Quelle est l’importance d’ouvrir cet événement à tous les publics ?

C. L : Le festival accueille toutes les tranches d’âge, des lycéens aux séniors. Les ateliers scolaires sont très importants pour nous car ils permettent d’amener les jeunes au contact des sciences sociales. Nous avons également une politique d’inclusion : pour les personnes en situation de handicap, il y aura des conférences interprétées en langue des signes. L’idée, c’est de rassembler les gens pour un moment de réflexion civique en dialogue avec les sciences sociales, et de leur montrer l’intérêt que ces sciences peuvent avoir pour eux. Outre les livres, les articles ou les conférences savantes, les sciences sociales ont un rapport avec des questions qui touchent directement les gens. C’est en ça qu’un tel événement peut être utile, pour aider à réfléchir et peut-être aussi à se libérer de toutes ces choses qui nous asservissent sans que l’on ne s’en rende compte.

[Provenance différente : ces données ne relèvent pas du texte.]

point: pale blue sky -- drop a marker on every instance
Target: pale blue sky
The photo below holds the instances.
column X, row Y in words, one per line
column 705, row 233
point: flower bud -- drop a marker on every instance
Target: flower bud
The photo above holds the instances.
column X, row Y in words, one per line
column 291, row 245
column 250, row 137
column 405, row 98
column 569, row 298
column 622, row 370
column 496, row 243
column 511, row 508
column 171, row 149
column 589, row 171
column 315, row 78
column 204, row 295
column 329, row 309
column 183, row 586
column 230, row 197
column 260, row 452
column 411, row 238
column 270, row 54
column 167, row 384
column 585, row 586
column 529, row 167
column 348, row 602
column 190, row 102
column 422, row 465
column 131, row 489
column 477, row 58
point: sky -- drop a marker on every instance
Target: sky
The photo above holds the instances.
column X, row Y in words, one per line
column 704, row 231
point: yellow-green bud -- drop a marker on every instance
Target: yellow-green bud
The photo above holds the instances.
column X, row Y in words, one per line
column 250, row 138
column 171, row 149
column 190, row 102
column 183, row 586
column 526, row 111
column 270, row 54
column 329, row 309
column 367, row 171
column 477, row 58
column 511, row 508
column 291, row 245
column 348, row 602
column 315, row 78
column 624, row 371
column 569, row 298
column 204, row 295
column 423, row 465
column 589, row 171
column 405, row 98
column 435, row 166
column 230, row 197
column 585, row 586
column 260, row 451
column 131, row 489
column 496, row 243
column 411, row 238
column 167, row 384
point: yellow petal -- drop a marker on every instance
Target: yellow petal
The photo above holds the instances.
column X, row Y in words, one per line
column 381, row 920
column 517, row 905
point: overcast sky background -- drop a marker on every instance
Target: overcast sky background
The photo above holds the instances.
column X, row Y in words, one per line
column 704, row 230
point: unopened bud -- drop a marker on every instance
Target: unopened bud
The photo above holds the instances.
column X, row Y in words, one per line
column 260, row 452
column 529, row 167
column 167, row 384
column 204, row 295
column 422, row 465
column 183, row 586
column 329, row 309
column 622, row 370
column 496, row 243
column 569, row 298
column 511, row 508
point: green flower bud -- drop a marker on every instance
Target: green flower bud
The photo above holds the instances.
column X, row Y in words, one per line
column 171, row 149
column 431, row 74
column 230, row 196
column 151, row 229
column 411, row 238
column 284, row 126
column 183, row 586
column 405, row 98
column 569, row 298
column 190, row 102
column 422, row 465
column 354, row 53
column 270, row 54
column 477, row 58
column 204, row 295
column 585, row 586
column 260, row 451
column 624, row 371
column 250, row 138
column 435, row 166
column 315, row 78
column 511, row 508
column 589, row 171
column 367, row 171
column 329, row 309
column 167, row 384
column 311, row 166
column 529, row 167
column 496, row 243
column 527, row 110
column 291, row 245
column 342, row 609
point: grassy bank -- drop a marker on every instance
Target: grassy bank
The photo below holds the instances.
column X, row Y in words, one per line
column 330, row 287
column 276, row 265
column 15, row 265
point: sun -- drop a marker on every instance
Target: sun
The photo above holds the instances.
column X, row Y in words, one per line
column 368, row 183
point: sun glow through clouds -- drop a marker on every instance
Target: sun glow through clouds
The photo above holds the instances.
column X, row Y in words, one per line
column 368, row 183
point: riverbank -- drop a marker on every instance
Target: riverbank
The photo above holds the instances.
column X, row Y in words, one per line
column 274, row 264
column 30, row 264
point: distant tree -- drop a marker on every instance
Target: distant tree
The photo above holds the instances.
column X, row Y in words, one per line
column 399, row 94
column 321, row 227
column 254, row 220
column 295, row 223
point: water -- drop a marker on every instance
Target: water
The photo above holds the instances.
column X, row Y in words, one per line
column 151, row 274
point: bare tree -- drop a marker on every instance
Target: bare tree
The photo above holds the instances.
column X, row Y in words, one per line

La question des fake news est centrale dans cette édition. Quel regard portez-vous sur les mutations actuelles du journalisme ?

C. L. : C’est un sujet, en effet, qui sera abordé tout au long du festival, de plusieurs manières. Nous parlerons de la concentration des médias, de l’instrumentalisation de l’information, de la difficulté d’informer sur des zones de conflit, ou encore du complotisme. Les sciences sociales portent un regard complexe sur ces phénomènes, on construit les idées à partir de données empiriques en évitant le manichéisme et les jugements hâtifs. Notre rôle est d’essayer de comprendre ces processus, non pas pour les excuser, mais pour mieux les combattre.